Mailing List Archive

advice on integrating NLP engine during indexing
Greetings all. I am new to Lucene and am looking for a little
advice/direction/feedback on what I am trying to do. I want to index and
query millions of documents that are unstructured and resemble
crime/police/phsychiatric reports; no problem, lucene is perfect for this.

The trick is that I need to exclude certain terms from the index such as
those terms that are negated or information that could potentially identify
people. I have a collection of natural language processing tools that are
able to tag or remove/replace such terms.

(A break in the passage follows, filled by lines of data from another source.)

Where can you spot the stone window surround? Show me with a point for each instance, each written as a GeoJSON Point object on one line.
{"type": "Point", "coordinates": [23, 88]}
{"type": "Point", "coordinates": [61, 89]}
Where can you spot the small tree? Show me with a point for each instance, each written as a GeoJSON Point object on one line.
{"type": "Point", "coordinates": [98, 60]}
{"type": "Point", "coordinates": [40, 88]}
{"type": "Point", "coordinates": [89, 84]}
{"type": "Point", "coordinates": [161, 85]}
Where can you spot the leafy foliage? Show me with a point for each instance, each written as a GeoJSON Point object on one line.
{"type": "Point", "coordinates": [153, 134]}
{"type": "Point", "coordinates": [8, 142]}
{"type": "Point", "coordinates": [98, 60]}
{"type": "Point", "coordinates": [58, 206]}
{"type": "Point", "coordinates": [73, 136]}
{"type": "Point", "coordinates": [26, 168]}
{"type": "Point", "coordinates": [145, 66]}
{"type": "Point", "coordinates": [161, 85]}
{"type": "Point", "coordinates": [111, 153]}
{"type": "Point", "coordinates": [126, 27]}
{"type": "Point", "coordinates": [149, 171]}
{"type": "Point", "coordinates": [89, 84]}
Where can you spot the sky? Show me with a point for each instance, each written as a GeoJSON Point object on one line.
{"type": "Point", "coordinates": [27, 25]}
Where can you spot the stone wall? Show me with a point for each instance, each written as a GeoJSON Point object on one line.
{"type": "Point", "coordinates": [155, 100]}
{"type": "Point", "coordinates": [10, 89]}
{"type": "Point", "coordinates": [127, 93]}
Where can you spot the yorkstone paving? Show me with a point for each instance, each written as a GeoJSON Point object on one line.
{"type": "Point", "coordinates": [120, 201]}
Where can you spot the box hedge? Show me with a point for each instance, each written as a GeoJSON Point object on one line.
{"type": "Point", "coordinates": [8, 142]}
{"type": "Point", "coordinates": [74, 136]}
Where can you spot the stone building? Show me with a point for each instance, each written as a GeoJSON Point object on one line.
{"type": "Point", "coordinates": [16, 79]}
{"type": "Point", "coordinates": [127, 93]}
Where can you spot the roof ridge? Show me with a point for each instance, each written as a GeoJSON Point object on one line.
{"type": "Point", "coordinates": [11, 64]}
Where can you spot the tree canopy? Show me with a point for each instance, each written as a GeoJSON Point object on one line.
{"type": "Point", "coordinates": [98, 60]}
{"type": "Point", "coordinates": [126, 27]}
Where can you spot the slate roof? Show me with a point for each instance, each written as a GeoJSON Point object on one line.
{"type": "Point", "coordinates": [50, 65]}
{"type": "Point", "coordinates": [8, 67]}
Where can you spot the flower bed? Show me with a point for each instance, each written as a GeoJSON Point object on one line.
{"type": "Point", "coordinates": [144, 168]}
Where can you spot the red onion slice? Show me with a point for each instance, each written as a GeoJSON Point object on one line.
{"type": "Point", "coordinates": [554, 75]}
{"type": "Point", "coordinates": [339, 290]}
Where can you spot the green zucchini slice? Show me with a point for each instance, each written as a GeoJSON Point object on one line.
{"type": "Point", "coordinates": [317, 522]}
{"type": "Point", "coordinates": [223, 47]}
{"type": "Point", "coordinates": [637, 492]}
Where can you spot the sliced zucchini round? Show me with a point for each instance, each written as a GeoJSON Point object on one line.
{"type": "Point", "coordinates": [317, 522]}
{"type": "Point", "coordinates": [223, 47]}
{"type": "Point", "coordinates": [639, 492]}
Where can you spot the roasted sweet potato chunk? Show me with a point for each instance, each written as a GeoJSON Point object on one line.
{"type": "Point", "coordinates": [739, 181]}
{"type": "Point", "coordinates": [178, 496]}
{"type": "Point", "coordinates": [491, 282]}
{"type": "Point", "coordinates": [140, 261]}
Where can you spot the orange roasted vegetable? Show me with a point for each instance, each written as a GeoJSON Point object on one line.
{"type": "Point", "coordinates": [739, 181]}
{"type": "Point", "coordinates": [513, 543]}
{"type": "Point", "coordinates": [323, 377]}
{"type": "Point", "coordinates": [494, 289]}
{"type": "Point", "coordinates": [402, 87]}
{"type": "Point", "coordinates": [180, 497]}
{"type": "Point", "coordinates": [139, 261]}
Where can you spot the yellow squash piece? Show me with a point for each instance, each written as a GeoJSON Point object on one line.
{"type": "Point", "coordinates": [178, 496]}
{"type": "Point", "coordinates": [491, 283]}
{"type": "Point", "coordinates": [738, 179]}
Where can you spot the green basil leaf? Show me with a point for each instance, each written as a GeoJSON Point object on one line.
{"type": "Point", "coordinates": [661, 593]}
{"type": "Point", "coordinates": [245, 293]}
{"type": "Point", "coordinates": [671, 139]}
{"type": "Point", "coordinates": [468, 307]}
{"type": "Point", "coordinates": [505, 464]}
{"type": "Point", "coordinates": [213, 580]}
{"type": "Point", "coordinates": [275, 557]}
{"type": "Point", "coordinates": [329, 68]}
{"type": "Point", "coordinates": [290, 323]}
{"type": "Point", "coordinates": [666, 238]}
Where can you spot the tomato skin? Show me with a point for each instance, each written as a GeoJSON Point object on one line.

I need to design the indexing such that I can feed each document through
these tools and then incorporate the results into the indexing strategy.

As an example, if I have a report that has the phrase: "Mr. Smith has no
history of violence against women prior to this event"

The NLP engine would recognize the name Smith and the negation of the term
"violence" and would tag them as such. I would then like to exclude those
terms from the indexing as seems prudent.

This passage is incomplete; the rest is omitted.